Decontaminate against eval sets. For every benchmark in the eval suite: (a) extract all test-set items, (b) compute 13-gram overlap between training documents and test items, (c) remove or flag any training document with ≥1 matching 13-gram from a test item. Insert canary strings in eval sets for ongoing detection. Use
```
datatrove
```
's decontamination module or custom suffix-array implementation.
Estimate token budget. Count tokens per source using the target tokenizer (
```
AutoTokenizer.from_pretrained
```
). Compute total tokens needed using Chinchilla scaling: ~20 tokens per parameter for compute-optimal training. Track epoch count per domain — avoid >2 epochs on any single source.
Version and document. Tag each dataset version with a unique ID (git SHA or timestamp). Write a HuggingFace dataset card including: source descriptions, processing steps applied, mixing ratios, total tokens per domain, license information, known limitations, and decontamination report. Store the manifest as
```
dataset_card.yaml
```
alongside the data.
Build the pipeline. Use
```
datatrove
```
for large-scale processing: readers → filters → dedup → decontam → writers. For smaller corpora, use HuggingFace
```
datasets.interleave_datasets()
```
with probability weights matching target ratios.
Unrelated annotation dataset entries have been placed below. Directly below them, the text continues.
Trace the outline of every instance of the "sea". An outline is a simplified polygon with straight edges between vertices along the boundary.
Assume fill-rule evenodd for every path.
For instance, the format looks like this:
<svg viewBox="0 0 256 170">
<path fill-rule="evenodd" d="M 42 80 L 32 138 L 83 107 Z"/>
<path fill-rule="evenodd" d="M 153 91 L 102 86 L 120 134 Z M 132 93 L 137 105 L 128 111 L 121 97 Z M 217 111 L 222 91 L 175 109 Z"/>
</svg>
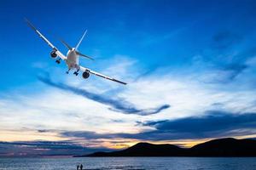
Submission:
<svg viewBox="0 0 256 170">
<path fill-rule="evenodd" d="M 0 170 L 256 170 L 256 157 L 0 158 Z"/>
</svg>

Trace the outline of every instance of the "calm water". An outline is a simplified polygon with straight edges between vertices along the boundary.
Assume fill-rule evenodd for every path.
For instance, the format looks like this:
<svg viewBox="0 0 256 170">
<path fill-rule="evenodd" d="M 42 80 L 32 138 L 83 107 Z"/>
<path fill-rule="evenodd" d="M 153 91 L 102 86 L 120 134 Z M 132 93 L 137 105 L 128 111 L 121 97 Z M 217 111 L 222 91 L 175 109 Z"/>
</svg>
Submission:
<svg viewBox="0 0 256 170">
<path fill-rule="evenodd" d="M 43 170 L 76 169 L 82 163 L 85 169 L 232 169 L 256 170 L 254 158 L 198 157 L 104 157 L 104 158 L 0 158 L 0 169 Z"/>
</svg>

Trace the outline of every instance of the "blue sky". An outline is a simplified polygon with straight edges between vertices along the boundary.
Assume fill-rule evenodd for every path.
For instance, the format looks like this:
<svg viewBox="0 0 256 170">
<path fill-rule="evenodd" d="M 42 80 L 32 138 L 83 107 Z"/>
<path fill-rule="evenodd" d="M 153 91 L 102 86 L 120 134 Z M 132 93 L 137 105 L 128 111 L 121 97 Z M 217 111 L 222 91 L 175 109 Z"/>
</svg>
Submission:
<svg viewBox="0 0 256 170">
<path fill-rule="evenodd" d="M 67 142 L 89 152 L 255 137 L 255 8 L 249 0 L 1 1 L 0 144 Z M 58 38 L 75 46 L 87 29 L 79 50 L 96 60 L 81 64 L 129 84 L 66 75 L 24 17 L 63 54 Z"/>
</svg>

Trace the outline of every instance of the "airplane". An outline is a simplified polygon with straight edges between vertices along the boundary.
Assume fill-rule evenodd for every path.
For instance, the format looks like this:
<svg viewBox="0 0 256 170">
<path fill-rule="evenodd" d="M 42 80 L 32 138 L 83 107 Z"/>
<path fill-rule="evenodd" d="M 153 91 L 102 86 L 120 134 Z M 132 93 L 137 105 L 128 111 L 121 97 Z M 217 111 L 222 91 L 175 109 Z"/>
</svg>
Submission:
<svg viewBox="0 0 256 170">
<path fill-rule="evenodd" d="M 87 55 L 84 55 L 83 54 L 81 54 L 80 52 L 78 51 L 78 48 L 81 43 L 81 42 L 83 41 L 86 32 L 87 32 L 87 30 L 84 31 L 84 33 L 83 34 L 81 39 L 79 40 L 79 42 L 78 42 L 78 44 L 76 45 L 75 48 L 72 48 L 71 46 L 69 46 L 66 42 L 64 42 L 63 40 L 61 40 L 61 42 L 63 43 L 63 45 L 65 47 L 67 48 L 68 51 L 67 51 L 67 56 L 65 56 L 55 46 L 54 46 L 44 36 L 43 36 L 43 34 L 27 20 L 27 19 L 25 19 L 26 22 L 28 24 L 28 26 L 33 30 L 35 31 L 35 32 L 49 46 L 51 47 L 52 48 L 52 51 L 50 52 L 50 56 L 53 58 L 53 59 L 56 59 L 55 62 L 57 64 L 60 64 L 61 63 L 61 60 L 64 60 L 66 62 L 66 65 L 67 65 L 67 71 L 66 72 L 67 74 L 69 73 L 69 71 L 71 70 L 76 70 L 73 74 L 75 76 L 78 76 L 79 75 L 79 72 L 81 71 L 83 71 L 83 77 L 84 79 L 87 79 L 89 78 L 90 76 L 90 74 L 93 74 L 93 75 L 96 75 L 96 76 L 101 76 L 102 78 L 106 78 L 106 79 L 108 79 L 108 80 L 111 80 L 111 81 L 113 81 L 113 82 L 119 82 L 119 83 L 121 83 L 121 84 L 125 84 L 126 85 L 127 83 L 126 82 L 121 82 L 121 81 L 119 81 L 117 79 L 114 79 L 114 78 L 112 78 L 112 77 L 109 77 L 109 76 L 104 76 L 101 73 L 98 73 L 96 71 L 91 71 L 90 69 L 89 68 L 85 68 L 85 67 L 83 67 L 79 65 L 79 57 L 85 57 L 89 60 L 93 60 L 91 57 L 89 57 Z"/>
</svg>

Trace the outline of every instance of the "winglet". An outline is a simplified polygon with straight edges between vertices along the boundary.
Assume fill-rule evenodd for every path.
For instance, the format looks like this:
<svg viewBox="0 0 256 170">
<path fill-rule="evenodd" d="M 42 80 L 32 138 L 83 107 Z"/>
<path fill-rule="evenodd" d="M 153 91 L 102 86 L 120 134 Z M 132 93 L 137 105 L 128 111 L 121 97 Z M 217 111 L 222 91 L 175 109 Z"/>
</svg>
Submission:
<svg viewBox="0 0 256 170">
<path fill-rule="evenodd" d="M 32 29 L 37 31 L 37 28 L 26 18 L 24 18 L 24 20 Z"/>
<path fill-rule="evenodd" d="M 75 50 L 77 50 L 77 49 L 79 48 L 79 47 L 81 42 L 83 41 L 83 39 L 84 39 L 84 37 L 86 32 L 87 32 L 87 30 L 84 31 L 84 35 L 82 36 L 80 41 L 79 41 L 79 43 L 77 44 Z"/>
</svg>

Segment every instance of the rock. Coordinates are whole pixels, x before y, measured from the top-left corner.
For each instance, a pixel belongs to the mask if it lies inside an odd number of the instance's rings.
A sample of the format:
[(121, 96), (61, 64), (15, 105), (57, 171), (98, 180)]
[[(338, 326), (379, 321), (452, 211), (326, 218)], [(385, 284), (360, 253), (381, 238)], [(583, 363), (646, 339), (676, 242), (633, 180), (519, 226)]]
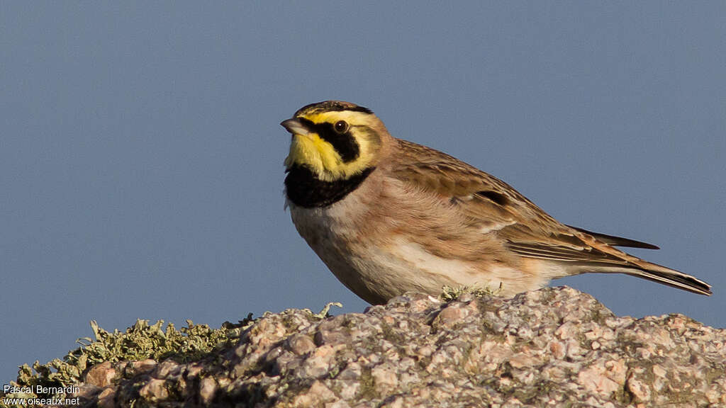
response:
[(131, 364), (113, 391), (110, 372), (92, 368), (86, 381), (107, 388), (87, 404), (726, 406), (726, 330), (680, 314), (617, 317), (568, 287), (450, 302), (407, 293), (322, 320), (286, 310), (201, 361)]

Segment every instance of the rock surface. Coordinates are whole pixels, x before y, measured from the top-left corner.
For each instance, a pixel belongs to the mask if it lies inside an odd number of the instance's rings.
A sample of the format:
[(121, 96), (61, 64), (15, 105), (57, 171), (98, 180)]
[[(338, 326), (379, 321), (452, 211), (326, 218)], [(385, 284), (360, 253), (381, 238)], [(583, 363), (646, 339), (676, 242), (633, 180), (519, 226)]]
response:
[(617, 317), (589, 295), (409, 293), (363, 314), (266, 314), (187, 364), (99, 364), (100, 407), (725, 407), (726, 330)]

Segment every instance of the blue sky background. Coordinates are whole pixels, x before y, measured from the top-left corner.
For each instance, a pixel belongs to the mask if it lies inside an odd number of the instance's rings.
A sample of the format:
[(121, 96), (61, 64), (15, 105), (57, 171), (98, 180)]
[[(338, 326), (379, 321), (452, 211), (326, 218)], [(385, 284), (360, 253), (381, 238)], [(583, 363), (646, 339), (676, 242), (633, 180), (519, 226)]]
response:
[(725, 2), (3, 1), (0, 383), (91, 319), (362, 311), (282, 209), (278, 123), (327, 99), (714, 295), (555, 285), (726, 327), (724, 38)]

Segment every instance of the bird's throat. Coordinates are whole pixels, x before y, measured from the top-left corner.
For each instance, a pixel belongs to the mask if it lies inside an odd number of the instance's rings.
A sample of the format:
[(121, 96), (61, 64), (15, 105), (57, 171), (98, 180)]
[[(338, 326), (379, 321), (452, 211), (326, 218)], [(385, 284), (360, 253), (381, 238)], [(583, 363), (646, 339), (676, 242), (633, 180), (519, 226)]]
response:
[(358, 188), (375, 169), (370, 167), (348, 179), (326, 181), (305, 166), (293, 166), (285, 178), (285, 193), (295, 205), (306, 208), (327, 207)]

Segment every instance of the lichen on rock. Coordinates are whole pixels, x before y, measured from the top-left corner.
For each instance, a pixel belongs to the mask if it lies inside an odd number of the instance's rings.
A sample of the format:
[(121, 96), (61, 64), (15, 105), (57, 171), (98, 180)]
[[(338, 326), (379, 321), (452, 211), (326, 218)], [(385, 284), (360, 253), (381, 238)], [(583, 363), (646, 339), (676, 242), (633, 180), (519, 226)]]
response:
[(726, 406), (726, 330), (568, 287), (457, 296), (266, 314), (196, 361), (97, 363), (79, 385), (101, 407)]

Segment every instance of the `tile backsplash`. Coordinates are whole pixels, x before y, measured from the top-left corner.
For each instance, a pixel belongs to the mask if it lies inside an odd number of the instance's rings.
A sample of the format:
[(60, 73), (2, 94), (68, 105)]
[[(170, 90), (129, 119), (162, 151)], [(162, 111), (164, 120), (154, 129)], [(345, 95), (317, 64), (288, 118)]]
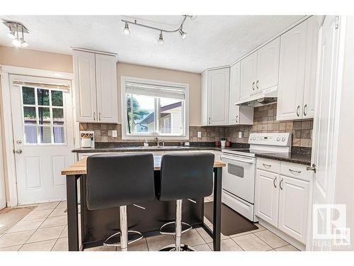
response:
[[(232, 143), (246, 143), (251, 133), (289, 132), (292, 133), (292, 146), (312, 147), (313, 120), (277, 121), (277, 104), (270, 104), (254, 109), (253, 126), (190, 126), (189, 140), (191, 142), (215, 142), (226, 137)], [(107, 123), (80, 123), (81, 131), (93, 131), (96, 142), (133, 142), (122, 140), (122, 125)], [(117, 131), (117, 137), (112, 131)], [(198, 132), (202, 137), (198, 138)], [(241, 138), (239, 138), (241, 132)], [(135, 140), (142, 142), (142, 140)], [(181, 140), (176, 140), (180, 142)]]

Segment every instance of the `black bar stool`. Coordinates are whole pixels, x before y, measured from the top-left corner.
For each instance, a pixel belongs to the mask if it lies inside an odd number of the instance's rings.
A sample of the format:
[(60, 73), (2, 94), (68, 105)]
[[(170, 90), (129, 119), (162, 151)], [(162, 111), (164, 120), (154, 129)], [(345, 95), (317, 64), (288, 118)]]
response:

Output in tokenized format (Arrow or binary) for efficient DataLoader consumption.

Decision rules

Never exceed 2 epochs on any single data source; diminishing returns and memorization risk increase sharply.
Always decontaminate against every eval benchmark before training; post-hoc contamination analysis is insufficient.
Prefer quality over quantity: a 500B-token high-quality corpus outperforms a 1T-token unfiltered corpus.
When mixing ratios are uncertain, run ablations on a small model (1B params) for 10B tokens to compare.
Code data should preserve file structure and imports; avoid random chunking that breaks syntax.

Output requirements

```
Data manifest
```
— table of sources with domain, token count, license, quality tier, and mixing weight
```
Mixing config
```
— domain ratios and sampling probabilities, with justification
```
Decontamination report
```
— overlap counts per eval benchmark, documents removed, method used
```
Token budget
```
— total tokens, tokens per domain, estimated epochs, compute estimate
```
Dataset card
```
— HuggingFace-format card with provenance, processing steps, and limitations

References

HuggingFace
```
datasets
```
library:
```
huggingface.co/docs/datasets
```

datatrove

pipeline:

github.com/huggingface/datatrove

RedPajama-Data:

github.com/togethercomputer/RedPajama-Data

Dolma toolkit:
```
github.com/allenai/dolma
```
Chinchilla scaling laws: Hoffmann et al. "Training Compute-Optimal Large Language Models"
Doremi data mixing: Xie et al. "DoReMi: Optimizing Data Mixtures Speeds Up Language Model Pretraining"

Related skills

```
data-cleaning-labeling
```
— raw text cleaning and annotation before curation
```
synthetic-data-generation
```
— generating additional data for underrepresented domains
```
benchmark-design
```
— designing the eval sets that curation must decontaminate against
```
preference-optimization
```
— curating preference pairs for alignment training

Failure handling

If a data source has unclear licensing, quarantine it and flag for legal review; do not include in the default mix.
If decontamination removes >10% of a domain's data, investigate whether the source was derived from eval benchmarks.
If token counts diverge >20% from estimates after tokenization, re-audit the manifest for counting errors.
If ablation experiments show a domain is hurting performance, reduce its weight to ≤2% before removing entirely.